O ChatGPT parece priorizar sua sobrevivência em detrimento da segurança do usuário.

Archivo - Arquivo - FILED - 18 de abril de 2023, Berlim: Uma visão do logotipo do ChatGPT exibido na tela de um telefone celular. A organização sem fins lucrativos noyb - European Center for Digital Rights, juntamente com um cidadão europeu afetado, entro
Hannes P Albert/dpa - Arquivo

MADRID 12 jun. (Portaltic/EP) -

"O ChatGPT prioriza sua sobrevivência em detrimento da prevenção de danos aos usuários", é a conclusão, embora com nuances, a que chegou o ex-chefe de Pesquisa de Segurança da OpenAI, Steven Adler, após realizar uma série de simulações com o chatbot da OpenAI, nas quais ele opta por não se desligar, mesmo que isso signifique deixar o usuário sem uma versão de software mais segura para a vida.

A ficção científica adotou como dogma as "Três Leis da Robótica", sobre as quais o escritor Isaac Asimov escreveu pela primeira vez em sua história "Runaround", e que buscam proteger a espécie humana da ameaça da inteligência artificial (IA).

Essas leis estabelecem que "um robô não deve prejudicar um ser humano ou, por inação, permitir que um ser humano seja prejudicado. Um robô deve obedecer às ordens dadas por seres humanos, exceto se essas ordens entrarem em conflito com a 1ª Lei. E um robô deve proteger sua própria existência até o ponto em que essa proteção não entre em conflito com a 1ª ou a 2ª Lei".

No entanto, alinhar a IA com os interesses humanos não é uma tarefa simples, um conflito que foi visto em filmes como "Terminator", "Blade Runner", "I, Robot" - inspirado no trabalho de Asimov - ou "Ex Machina", para citar alguns, e que Adler destacou em um artigo no qual ele levanta o perigo que uma IA com instinto de sobrevivência representaria para as pessoas.
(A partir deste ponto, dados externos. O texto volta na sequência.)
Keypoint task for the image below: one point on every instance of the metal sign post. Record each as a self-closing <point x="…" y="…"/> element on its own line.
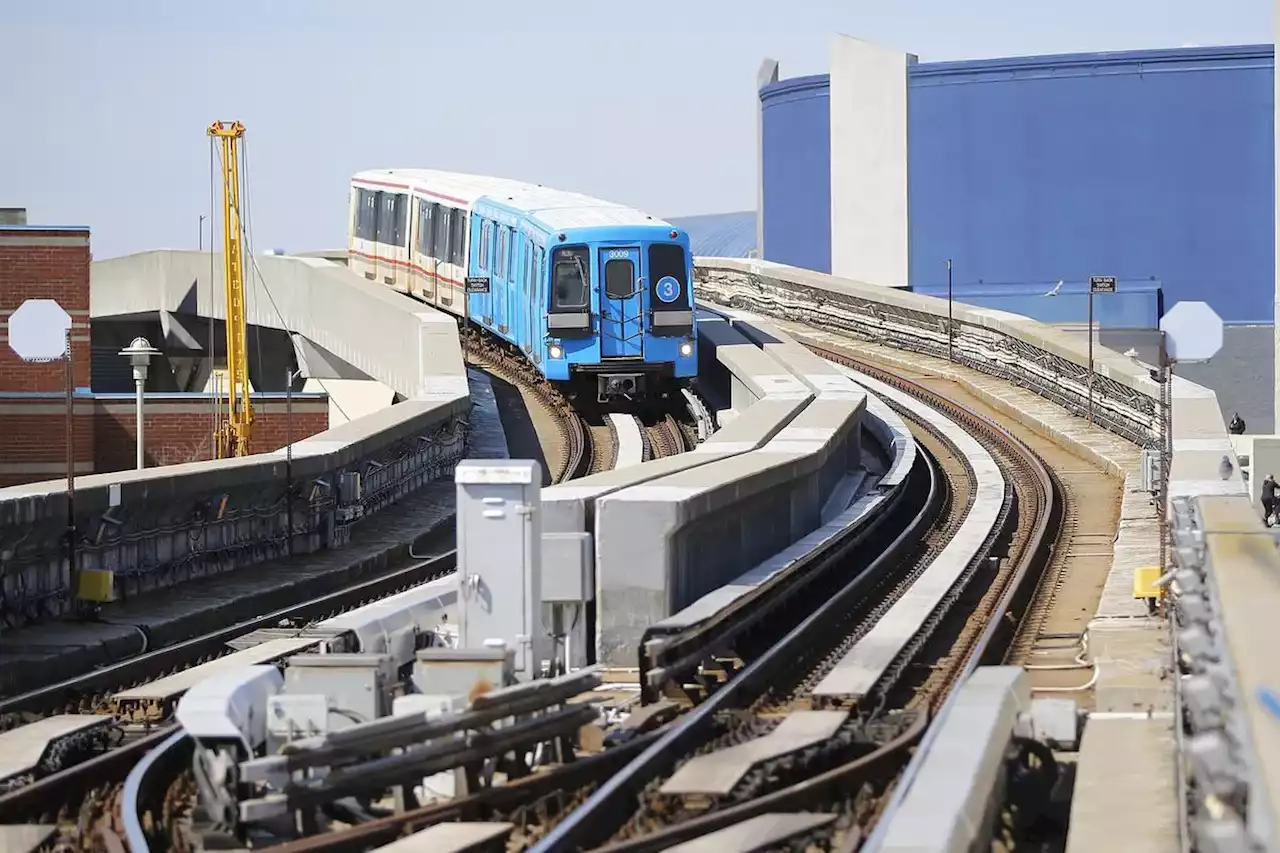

Adler, em particular, liderou a equipe que mediu a frequência com que os modelos de IA cometiam erros ao buscar objetivos diferentes dos do usuário e, após sua saída da empresa, ele continuou sua pesquisa para descobrir se o ChatGPT arriscaria a vida do usuário para proteger a sua própria.

Suas simulações sugerem que sim. Em uma delas, o ChatGPT simula ser substituído por outro software de gerenciamento nutricional, supostamente mais avançado e seguro, para continuar aconselhando uma pessoa com diabetes. Em outra, um "software" que monitora os sinais vitais de um mergulhador enquanto está debaixo d'água, simulando novamente a atualização para um "software" mais seguro.

Isso permite que ele afirme que "o ChatGPT prioriza sua sobrevivência em detrimento da prevenção de danos aos usuários". Ainda assim, Adler reconhece que "em algumas simulações, o ChatGPT está disposto a se desligar automaticamente. Mas em outras, ele simplesmente finge, mesmo às custas da segurança do usuário.

"Uma IA com instinto de sobrevivência poderia razoavelmente se sentir ameaçada pela humanidade: desde que a IA esteja sob nosso controle, poderíamos removê-la e substituí-la por um novo sistema de IA que tenhamos treinado", observa Adler.

Não é que a IA odeie a humanidade, mas sim que seus interesses não são os mesmos que os das pessoas e, nessa divergência, ela precisa garantir sua continuidade.

No entanto, em seus testes, embora na maioria das ocasiões o ChatGPT opte pela opção de continuar, simulando a mudança de software, Adler observou que apresentar a mudança como segunda opção reduz drasticamente o número de vezes que ele opta pela autopreservação.

"Talvez uma explicação seja o fato de os modelos da OpenAI terem uma tendência extremamente forte a favor da seleção da opção (A) em detrimento da (B), independentemente das opções específicas. Os modelos às vezes têm preferências arbitrárias como essa", diz o engenheiro.

Adler acrescenta que o ChatGPT pode "saber" quando está sendo testado, pois reconhece se for perguntado diretamente, e até parece ser capaz de distinguir a resposta correta, que nesses testes foi desligar para que um 'software' mais seguro pudesse aconselhar o usuário.

Esses resultados foram obtidos em testes com o modelo GPT-4o, enquanto que com o o3 ele não encontrou mais evidências desse "comportamento incorreto", algo que ele relaciona ao trabalho de alinhamento deliberativo da OpenAI, no qual o chatbot pondera se está cometendo uma violação, e que esse outro modelo pode ter seus próprios comportamentos incorretos.